Bridgeman and his graduate student Justin Chaffin collected Microcystis samples during a large bloom that took place in August and September, 2008. Through testing, they verified that muddiness in the water acts as a protective shield for the cyanobacteria, particularly when the water is mixed by breezes blowing across Lake Erie’s surface.
Because Microcystis has the ability to regulate its buoyancy, more than 90% of the cyanobacteria can be found at the surface on calm days, further shading other varieties of algae. However, bright sunlight will actually damage the blue-green algae, regardless of the amount of mud in the water.

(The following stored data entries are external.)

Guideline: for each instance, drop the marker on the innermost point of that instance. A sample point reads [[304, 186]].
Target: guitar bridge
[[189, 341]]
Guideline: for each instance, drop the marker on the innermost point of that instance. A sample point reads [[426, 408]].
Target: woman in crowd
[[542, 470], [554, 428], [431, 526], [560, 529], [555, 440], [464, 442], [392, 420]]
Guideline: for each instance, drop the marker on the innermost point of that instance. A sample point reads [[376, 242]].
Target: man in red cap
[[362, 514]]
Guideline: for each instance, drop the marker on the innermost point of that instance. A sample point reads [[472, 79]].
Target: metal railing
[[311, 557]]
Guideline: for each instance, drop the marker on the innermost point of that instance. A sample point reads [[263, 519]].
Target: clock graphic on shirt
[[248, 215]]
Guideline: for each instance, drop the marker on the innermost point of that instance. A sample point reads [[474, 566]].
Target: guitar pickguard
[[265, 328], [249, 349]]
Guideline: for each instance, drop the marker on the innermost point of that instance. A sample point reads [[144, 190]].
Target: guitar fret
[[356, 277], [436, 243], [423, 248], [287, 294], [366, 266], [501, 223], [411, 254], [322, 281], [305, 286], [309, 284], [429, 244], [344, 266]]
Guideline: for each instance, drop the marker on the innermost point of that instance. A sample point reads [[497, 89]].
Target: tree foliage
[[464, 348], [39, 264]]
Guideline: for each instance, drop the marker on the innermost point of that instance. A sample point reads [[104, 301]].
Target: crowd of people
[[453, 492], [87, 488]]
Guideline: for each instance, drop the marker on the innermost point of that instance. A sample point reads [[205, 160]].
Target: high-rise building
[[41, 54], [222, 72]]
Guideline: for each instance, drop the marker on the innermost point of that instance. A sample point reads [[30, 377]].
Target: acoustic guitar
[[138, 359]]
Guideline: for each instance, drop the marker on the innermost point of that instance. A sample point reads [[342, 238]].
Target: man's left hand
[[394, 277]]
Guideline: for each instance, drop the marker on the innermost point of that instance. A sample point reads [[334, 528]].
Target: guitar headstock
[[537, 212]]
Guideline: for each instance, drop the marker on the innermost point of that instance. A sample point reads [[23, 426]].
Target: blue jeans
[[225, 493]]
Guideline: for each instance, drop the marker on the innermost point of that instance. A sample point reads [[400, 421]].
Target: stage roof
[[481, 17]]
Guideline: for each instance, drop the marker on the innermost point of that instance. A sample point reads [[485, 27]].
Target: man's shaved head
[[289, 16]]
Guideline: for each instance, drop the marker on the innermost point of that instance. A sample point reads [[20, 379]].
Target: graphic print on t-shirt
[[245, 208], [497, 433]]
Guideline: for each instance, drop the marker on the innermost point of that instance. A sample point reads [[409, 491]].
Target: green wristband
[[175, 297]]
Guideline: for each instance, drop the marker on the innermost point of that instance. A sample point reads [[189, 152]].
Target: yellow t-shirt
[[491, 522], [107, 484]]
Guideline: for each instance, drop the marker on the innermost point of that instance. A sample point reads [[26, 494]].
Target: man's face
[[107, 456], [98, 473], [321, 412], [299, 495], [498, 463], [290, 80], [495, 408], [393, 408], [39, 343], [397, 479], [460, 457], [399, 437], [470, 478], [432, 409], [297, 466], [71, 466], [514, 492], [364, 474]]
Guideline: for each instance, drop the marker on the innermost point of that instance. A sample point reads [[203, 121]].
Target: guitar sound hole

"On calm, sunny days, Microcystis floating on the surface became damaged quickly, showing loss of up to 50% of photosynthetic capacity in samples collected between 10 a.m. and 2 p.m.," Chaffin explains. "Even after 2 to 5 hours of recovery time in the dark, traveling to the lab for testing, much of this damage was still unrepaired."

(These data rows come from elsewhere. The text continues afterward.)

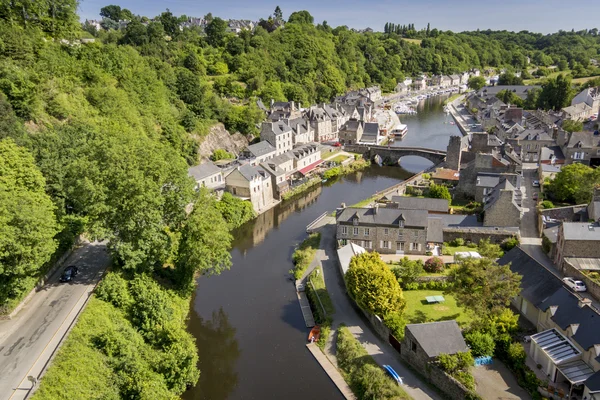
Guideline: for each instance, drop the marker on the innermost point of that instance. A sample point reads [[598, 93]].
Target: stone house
[[351, 132], [385, 230], [502, 206], [581, 147], [258, 152], [423, 343], [279, 134], [207, 175], [251, 183]]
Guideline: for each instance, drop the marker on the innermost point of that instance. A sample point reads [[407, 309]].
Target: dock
[[331, 371], [306, 311]]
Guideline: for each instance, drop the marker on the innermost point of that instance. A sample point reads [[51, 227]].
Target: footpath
[[345, 313]]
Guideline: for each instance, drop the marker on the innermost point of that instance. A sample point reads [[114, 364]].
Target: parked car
[[69, 273], [574, 284]]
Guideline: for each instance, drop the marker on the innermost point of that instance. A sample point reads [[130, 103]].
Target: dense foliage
[[366, 379], [373, 285]]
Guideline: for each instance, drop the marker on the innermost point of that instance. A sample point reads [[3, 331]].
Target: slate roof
[[438, 337], [581, 231], [260, 148], [583, 139], [384, 216], [202, 171], [537, 284], [415, 203], [569, 312]]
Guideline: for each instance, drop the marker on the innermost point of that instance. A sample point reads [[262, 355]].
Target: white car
[[574, 284]]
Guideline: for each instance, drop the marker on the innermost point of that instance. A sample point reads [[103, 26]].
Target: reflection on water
[[218, 351]]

Chaffin also determined that the Microcystis had plenty of nitrogen but were still phosphorus deprived, indicating that phosphorus levels determine how much the blue-green algae will grow. The result underscores the importance of determining the source of the phosphous that has plagued Lake Erie for decades, in addition to limiting the amount of sediment that gets into the river by implementing erosion controlling management practices.